What does this mean for our Christian worldview? How are we to see our world? What are we to accept from scientific discoveries? Do we accept every theory because a scientist proposes it? Do reject theories because the scientists are atheists? We all believe in the structure of DNA, yet Watson & Crick were solid atheists. Also, if we change our position or belief on something, do we discredit the Bible? Or, like those who had to eventually acknowledge heliocentricity, are we willing to acknowledge our error, if science can prove a theory correct?

What do we teach our children about this and other examples? If we bring up Copernicus, they may wonder what to believe. They may question leadership, or their Sunday School curriculum. If we don’t talk about it, chances are some atheist high school or college teacher will, and they will do it to prove the church ridiculous. 

Let’s return to Copernicus. He did not publish his work to defy God. He was a scientist because he believed in God and sought to discover His creation. I think his attitude needs to be our approach today. We need to be able to look at scientific investigations and evaluate them in light both of a literalistic and metaphorical interpretation. What keeps us from that sometimes is the militancy of atheist scientists and their absolute insistence that science defines atheism. They have fused science to natural philosophy and refuse to let go, and they are just as evangelical in their efforts to convert the masses to their philosophy. But science is science—philosophy, whether religious or atheist, is inherent to the observer and rests outside of science.

So, I am deliberately not stating my position on young or old earth because I think the focus of this post needs to be on a metaphor (for a literal reality) or literalistic view of Genesis 1-2. The earth may be 6000 years old, but if it is 4.5 billion, does that mean the Bible is wrong? If I believe the earth is old, am I really threatening the authority of the Bible? I don’t think so. Do you?

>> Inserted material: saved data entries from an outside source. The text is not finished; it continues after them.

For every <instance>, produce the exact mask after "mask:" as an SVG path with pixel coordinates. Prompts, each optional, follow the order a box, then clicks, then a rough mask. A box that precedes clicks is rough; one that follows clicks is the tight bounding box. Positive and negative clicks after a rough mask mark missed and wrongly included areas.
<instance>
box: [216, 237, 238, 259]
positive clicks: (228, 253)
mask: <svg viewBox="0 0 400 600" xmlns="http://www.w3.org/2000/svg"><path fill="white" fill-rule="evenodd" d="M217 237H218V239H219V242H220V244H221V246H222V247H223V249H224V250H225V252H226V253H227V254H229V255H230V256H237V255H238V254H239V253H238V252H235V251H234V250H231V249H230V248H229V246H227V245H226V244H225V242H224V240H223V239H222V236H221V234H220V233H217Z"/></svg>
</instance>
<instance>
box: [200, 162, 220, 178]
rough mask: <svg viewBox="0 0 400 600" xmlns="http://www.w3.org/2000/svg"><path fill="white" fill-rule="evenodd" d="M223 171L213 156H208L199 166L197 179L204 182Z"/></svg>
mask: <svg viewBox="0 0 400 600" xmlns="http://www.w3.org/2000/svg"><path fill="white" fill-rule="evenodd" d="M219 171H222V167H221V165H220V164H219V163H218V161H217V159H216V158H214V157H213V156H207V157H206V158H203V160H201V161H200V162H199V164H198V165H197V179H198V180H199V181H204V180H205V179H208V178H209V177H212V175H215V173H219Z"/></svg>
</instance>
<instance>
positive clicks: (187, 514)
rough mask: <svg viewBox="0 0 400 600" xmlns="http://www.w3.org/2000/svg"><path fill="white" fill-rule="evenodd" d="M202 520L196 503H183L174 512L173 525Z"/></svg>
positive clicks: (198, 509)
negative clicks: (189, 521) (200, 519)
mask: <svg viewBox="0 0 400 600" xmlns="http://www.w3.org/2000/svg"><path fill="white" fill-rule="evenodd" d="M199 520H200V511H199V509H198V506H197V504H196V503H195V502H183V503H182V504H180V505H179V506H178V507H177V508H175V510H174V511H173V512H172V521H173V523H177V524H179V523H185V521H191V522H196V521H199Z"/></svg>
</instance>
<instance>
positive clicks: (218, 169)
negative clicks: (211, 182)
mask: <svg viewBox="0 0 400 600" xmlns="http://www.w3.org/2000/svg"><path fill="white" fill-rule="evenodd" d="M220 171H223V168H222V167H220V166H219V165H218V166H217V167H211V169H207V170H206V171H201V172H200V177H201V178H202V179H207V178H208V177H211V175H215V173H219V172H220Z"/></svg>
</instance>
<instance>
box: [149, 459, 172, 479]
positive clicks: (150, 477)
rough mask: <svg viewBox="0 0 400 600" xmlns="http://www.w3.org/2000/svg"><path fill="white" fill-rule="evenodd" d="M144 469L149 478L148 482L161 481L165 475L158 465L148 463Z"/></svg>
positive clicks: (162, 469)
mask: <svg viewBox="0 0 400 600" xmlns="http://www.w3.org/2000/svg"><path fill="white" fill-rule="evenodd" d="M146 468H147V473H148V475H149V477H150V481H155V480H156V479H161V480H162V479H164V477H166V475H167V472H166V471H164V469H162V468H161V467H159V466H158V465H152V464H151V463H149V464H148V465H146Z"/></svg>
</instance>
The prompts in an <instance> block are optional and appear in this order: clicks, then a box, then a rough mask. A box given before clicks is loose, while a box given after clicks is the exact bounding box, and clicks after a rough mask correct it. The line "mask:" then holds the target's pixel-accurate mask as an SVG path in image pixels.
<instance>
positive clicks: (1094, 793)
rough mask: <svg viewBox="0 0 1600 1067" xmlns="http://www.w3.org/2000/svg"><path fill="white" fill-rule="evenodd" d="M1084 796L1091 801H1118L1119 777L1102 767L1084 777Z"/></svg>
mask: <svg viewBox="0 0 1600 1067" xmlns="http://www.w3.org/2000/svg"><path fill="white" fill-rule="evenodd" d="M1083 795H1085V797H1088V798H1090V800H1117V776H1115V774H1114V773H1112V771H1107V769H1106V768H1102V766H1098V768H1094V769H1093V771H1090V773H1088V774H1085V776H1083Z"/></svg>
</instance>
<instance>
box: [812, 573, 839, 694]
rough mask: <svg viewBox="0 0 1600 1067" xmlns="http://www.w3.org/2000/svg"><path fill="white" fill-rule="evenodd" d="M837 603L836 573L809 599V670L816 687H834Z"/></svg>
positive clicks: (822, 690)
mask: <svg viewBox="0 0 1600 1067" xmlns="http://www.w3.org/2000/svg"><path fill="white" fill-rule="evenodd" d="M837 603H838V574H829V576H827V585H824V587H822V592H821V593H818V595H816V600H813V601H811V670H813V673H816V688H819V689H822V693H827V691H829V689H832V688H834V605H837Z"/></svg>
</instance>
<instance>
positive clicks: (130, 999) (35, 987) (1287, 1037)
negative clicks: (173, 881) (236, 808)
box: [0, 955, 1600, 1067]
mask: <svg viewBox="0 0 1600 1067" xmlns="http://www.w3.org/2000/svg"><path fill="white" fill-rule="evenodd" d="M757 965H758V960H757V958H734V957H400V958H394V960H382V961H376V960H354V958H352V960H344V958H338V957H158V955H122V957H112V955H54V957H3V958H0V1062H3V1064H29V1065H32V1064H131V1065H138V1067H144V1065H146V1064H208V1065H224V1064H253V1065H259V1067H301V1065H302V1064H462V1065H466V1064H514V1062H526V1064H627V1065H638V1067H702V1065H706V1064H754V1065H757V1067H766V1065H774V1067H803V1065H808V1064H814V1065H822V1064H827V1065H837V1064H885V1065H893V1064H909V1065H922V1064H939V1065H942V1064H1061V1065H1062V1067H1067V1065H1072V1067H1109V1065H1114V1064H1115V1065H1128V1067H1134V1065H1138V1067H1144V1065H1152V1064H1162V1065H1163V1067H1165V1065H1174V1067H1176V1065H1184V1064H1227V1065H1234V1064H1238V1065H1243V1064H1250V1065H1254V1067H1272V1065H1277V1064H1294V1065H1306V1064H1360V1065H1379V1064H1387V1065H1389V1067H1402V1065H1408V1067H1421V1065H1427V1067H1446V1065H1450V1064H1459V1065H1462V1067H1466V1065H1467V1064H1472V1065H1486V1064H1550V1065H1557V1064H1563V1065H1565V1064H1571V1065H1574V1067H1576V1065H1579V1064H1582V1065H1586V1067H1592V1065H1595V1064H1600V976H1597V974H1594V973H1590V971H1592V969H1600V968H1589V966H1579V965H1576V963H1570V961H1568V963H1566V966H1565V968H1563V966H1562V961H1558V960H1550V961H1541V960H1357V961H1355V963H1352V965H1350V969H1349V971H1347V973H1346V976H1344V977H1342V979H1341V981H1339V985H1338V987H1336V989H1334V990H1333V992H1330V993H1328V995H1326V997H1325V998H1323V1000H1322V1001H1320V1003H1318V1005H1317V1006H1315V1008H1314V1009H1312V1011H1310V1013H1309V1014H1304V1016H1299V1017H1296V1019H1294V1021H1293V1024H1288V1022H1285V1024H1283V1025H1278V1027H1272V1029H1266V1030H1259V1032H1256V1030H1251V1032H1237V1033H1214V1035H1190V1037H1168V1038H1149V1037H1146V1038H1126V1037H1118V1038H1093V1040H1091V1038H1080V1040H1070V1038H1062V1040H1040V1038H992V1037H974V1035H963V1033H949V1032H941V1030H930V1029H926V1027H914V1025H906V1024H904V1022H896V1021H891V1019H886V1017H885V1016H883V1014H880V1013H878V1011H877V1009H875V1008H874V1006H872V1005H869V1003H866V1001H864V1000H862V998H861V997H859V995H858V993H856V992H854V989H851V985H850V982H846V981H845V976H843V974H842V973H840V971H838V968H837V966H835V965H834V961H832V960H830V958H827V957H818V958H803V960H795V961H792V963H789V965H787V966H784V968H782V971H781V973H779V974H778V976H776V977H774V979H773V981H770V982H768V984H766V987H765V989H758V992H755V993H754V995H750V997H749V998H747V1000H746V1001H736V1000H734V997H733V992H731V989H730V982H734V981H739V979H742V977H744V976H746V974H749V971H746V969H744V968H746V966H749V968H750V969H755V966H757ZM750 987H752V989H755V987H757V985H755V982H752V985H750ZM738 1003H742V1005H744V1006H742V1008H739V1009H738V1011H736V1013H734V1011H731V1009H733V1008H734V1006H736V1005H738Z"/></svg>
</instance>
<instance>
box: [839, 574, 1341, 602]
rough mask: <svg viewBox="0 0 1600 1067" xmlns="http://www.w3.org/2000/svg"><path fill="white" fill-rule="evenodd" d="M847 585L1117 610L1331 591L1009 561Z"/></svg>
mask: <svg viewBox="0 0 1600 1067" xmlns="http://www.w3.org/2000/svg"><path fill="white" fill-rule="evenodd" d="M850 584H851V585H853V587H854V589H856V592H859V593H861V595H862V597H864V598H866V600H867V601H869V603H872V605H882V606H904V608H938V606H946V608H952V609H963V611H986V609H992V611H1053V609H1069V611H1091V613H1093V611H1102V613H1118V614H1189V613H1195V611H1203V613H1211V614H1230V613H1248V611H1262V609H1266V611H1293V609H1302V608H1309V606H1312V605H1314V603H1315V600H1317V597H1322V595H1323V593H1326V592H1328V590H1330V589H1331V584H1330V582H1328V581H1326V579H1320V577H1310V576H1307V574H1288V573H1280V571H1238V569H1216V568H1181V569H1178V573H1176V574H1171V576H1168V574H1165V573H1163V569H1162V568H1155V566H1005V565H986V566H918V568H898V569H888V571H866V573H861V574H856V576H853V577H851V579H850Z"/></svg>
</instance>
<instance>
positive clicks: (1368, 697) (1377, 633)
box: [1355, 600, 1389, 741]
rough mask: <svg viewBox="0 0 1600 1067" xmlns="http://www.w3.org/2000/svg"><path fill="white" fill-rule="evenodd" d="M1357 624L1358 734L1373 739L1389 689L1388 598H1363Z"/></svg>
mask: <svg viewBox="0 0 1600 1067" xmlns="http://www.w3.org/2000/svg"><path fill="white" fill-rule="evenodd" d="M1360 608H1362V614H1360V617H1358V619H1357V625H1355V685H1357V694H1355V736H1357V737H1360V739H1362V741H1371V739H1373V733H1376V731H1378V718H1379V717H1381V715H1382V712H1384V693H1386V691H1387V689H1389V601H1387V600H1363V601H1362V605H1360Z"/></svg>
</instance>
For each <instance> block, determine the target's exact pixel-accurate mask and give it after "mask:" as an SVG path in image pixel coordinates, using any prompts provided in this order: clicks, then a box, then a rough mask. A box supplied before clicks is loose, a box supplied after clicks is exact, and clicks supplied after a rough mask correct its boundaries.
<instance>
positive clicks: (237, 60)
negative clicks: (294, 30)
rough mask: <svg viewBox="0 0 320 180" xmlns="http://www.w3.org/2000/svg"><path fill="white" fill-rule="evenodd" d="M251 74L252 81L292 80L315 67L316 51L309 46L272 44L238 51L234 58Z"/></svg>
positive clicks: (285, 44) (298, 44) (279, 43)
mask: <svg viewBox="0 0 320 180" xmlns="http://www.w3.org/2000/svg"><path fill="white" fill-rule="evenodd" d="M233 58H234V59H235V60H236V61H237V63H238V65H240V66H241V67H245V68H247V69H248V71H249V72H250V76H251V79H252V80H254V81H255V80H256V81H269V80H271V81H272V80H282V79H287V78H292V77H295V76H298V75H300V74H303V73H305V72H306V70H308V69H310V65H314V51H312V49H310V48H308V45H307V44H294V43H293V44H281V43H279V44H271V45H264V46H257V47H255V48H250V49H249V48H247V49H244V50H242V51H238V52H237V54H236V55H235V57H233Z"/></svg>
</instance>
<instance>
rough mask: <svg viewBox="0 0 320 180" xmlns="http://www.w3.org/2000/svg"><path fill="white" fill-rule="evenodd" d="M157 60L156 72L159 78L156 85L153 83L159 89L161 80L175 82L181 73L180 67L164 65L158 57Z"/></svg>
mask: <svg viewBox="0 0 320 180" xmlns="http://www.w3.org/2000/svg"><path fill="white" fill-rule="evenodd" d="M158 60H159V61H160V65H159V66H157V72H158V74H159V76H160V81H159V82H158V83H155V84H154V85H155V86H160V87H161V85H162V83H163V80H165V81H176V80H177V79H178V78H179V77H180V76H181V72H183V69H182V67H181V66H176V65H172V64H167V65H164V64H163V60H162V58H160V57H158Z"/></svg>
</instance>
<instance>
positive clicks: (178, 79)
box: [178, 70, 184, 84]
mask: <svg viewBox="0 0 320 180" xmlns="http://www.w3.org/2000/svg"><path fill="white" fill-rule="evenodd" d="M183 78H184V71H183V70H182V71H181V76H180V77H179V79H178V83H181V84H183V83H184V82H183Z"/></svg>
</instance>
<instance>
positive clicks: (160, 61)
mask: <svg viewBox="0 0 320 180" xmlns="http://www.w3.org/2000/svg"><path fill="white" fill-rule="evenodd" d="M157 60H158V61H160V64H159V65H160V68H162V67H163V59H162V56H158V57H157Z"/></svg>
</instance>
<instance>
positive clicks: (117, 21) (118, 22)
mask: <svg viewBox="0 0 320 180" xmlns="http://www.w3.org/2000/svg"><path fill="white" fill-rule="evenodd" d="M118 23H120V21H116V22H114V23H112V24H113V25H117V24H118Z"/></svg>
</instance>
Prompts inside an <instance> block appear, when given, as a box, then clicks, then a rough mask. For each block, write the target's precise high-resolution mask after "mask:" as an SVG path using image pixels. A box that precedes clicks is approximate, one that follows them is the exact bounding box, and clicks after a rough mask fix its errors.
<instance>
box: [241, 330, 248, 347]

These are difficult questions. I am apprehensive just asking them. I am even more apprehensive at the thought of blogging this “to the world”…but here I go…

4 thoughts on “If the Earth Moves, Can It Be Old?

    Robert Nielsen said:
    April 27, 2012 at 1:48 pm

    Fair play on highlighting the problems of taking the bible literally, though you let yourself down when you blame it on the “militancy of atheist scientists”.

      klowery88 responded:
      April 27, 2012 at 2:01 pm

      Thanks for your comment. I wasn’t trying to blame this on militant atheist, but list one reason why there could be a reluctance to concede to them.

    Adam Benton said:
    April 28, 2012 at 7:04 am

    One of the more thoughtful and reasoned arguments I’ve heard in the great debate regarding Biblical literacy. Well done.

    Anonymous said:
    April 28, 2012 at 9:23 am

    Adam, I agree. I’ve read Seven days that divide the world and feel that Kip did a great job in shedding light on the need to understand the difference between reading the bible in a literal vs. literalistic way. Thank you, Kip, for sharing your thoughts.

    Also, even though believing that the earth is young vs. old is not a salvation issue, it is certainly a sensitive topic among the masses. Sadly, I’ve seen friendships fall apart because of differing views about the earth’s age. Perhaps after reading Lennox’s book people (namely Christians) can have a healthy, civil dialogue about this without questioning one’s faith in God.